Taxation remains high by regional standards, with general government revenue at over 45 per cent of GDP, compared with 30.5 per cent for Ukraine and 20 per cent for Russia. And regulation remains unpredictable: a crude attempt to cap the prices of imported consumer goods in the summer led the capital's florists, among others, to shut up shop. The government backed down, but retail mark-ups on some imports are still limited to 30 per cent by a watered-down version of the decree.

Overall, says the deputy finance minister, Vladimir Amarin, next year's budget will reduce the tax burden by 1.3 per cent of gross domestic product, and future budgets will shave a further 2.4 per cent of GDP off it.

The nationwide turnover tax, which last year was 3.4 per cent, will be phased out entirely by 2010, while local sales taxes are, from 2009, to be levied at a flat 5 per cent rate from a 5-15 per cent scale. Personal income tax, hitherto levied according to a progressive scale of 9-35 per cent, will be a flat 12 per cent. Corporate income tax will remain fixed at 24 per cent and valued-added tax at 18 per cent, both harmonised with Russia, with whom Belarus has single-market arrangements.

"The tax burden is now lighter and the system is simpler" says Dmitry Duchitsky, chief executive of lingerie maker Milavitsa, a major beneficiary of the planned reforms.

In addition, the government has extended a range of tax and regulatory exemptions to companies in one of six Free Economic Zones (FEZ) - one for each administrative region - and especially for a new high-technology park in Minsk that it hopes will help Belarus get more out of its scientific and educational inheritance (the country boasts 22,000 information technology graduates a year, according to government data). Corporate profit tax and VAT are charged at half the national rate, there are duty exemptions for imported and exported goods, and a seven-year guarantee on tax stability.

The FEZs initiative shows that "where there is a good project, and where the state is needed, there will be support", gushes Vyacheslav Donvar, chief executive of freight forwarding company Belintertrans, which aims to build logistics centres in most of them.

Oleg Zinoviev, head of the newly formed National Investment Agency, says the FEZs are one of three signal achievements in overhauling the conditions for doing business, along with the publication of a list of companies where the government aims to offer operating concessions and the abolition of the infamous golden share law, which allowed the state to keep control of privatised companies.

There are also extensive new tax exemptions and privileges for companies operating in rural areas and towns with fewer than 50,000 inhabitants, an initiative aimed at preventing the destruction of local light industry that has blighted Ukraine and Russia.

Progress, albeit spotty, has also been visible in the sphere of regulation. According to the World Bank, Belarus has done best in the areas of registering property and enforcing contracts, although it also scores well on hiring workers and getting construction permits. Slowly, businesses are developing an ability to defend their interests against the state. Mr Donvar cites statistics showing that more than 60 per cent of economic court rulings in tax cases now go against the tax inspectorate.
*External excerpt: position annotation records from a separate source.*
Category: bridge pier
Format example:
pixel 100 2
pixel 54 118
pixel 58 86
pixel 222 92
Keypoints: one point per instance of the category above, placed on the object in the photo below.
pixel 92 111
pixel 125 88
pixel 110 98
However, partners at Verdict, a Minsk legal firm, warn against reading too much into this, noting that other regulatory bodies - notably the State Monitoring Committee - are much harder to defend against. Even bona fide errors in invoices can be punished, says a partner at one Minsk law firm, requesting anonymity. He is still trying to recover $500,000 in property confiscated from a client four years ago.